Allow your kids to make mistakes

As painful as it can be to stand by silently, surely you can remember the pain that came with some of your biggest mistakes, and the growth and lessons that then stemmed from that.

It is the human to condition to grow, and just like the growing pains our young people experience, there is bound to be some pain synonymous with the growth they are experiencing.

Share the consequences of your own mistakes, and how they served you, and what you learnt from them. Not as a ‘don’t do this because…’ but more of a ‘I did this, and this is what happened…’ Again, opening up the dialogue and
removing judgement.

Often in our school workshops, we share our own mistakes, and the ramifications we faced, understanding that the developmental stage of the teen brain often means these consequences were not even considered when engaging in certain behaviours.

Instead of telling, try showing. Remember what it was like at that age, figuring your way, and trying new things in a bid to establish your own sense of identity. Understand that it is through experimentation, risk and mistakes that our young
people begin to form their own sense of self. Support this journey, and guide them on their individual path.

 

Adopt a gratitude mindset

There is no question that parents always want the best for their kids. But removing all risk of mistakes is not only impossible with our children, but detrimental.

Instead, focus on giving them a soft place to land if and when they have made a mistake.
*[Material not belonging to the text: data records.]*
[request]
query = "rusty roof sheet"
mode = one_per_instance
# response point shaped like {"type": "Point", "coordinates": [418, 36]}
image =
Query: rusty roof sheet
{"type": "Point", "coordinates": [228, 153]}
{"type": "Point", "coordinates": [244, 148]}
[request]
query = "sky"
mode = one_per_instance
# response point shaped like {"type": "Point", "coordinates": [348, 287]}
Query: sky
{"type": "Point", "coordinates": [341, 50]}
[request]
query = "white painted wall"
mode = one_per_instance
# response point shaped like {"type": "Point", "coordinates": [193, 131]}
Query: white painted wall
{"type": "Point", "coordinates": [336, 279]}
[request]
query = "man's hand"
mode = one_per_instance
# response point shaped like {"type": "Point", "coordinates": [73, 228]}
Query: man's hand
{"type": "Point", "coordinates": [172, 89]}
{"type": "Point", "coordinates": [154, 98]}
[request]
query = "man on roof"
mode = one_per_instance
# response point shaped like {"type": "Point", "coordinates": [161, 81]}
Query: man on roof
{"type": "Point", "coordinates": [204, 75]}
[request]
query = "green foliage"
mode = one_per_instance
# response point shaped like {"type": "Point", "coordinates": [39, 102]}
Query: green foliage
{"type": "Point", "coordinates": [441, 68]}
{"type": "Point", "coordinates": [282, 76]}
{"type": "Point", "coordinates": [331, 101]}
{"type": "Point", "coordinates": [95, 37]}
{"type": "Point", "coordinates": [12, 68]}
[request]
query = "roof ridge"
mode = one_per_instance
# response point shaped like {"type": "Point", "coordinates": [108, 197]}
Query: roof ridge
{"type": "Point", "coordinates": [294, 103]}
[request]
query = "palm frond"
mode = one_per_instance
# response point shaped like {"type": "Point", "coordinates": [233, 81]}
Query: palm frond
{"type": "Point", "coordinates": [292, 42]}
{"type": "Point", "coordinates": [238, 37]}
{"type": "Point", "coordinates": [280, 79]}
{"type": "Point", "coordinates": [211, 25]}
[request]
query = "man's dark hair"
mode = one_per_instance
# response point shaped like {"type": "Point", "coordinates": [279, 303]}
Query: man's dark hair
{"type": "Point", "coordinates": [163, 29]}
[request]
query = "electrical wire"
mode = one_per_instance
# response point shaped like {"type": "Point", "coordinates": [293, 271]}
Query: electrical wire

We like to focus on a gratitude mindset which means focusing on what we have, instead of what we lack.

In terms of making mistakes, this means reflecting on what’s happened and being thankful for the lessons learned, or the growth experienced. Start leading by example with this when you open the dialogue around the mistakes that you made yourself.

What lessons came of it? How did you grow or change as a person because of it? What did it feel like at the time, were you afraid, embarrassed? Did that in turn become a mistake you never repeated? Or did it take a few times to sink in?

 

There is no question that making mistakes is part of growing up. This can be hard for parents to watch, especially mistakes that bring immense pain or hurt.

But focusing on the lessons and finding the gratitude is a great way to nurture a healthy relationship with failure for your children. A healthy relationship with failure means that we recognise that growth and lessons that come with making
mistakes, and as such, strengthen resilience.

The Big Sister Experience believe that these 5 strategies are far more practical and helpful way to nurture our youth through mistake making.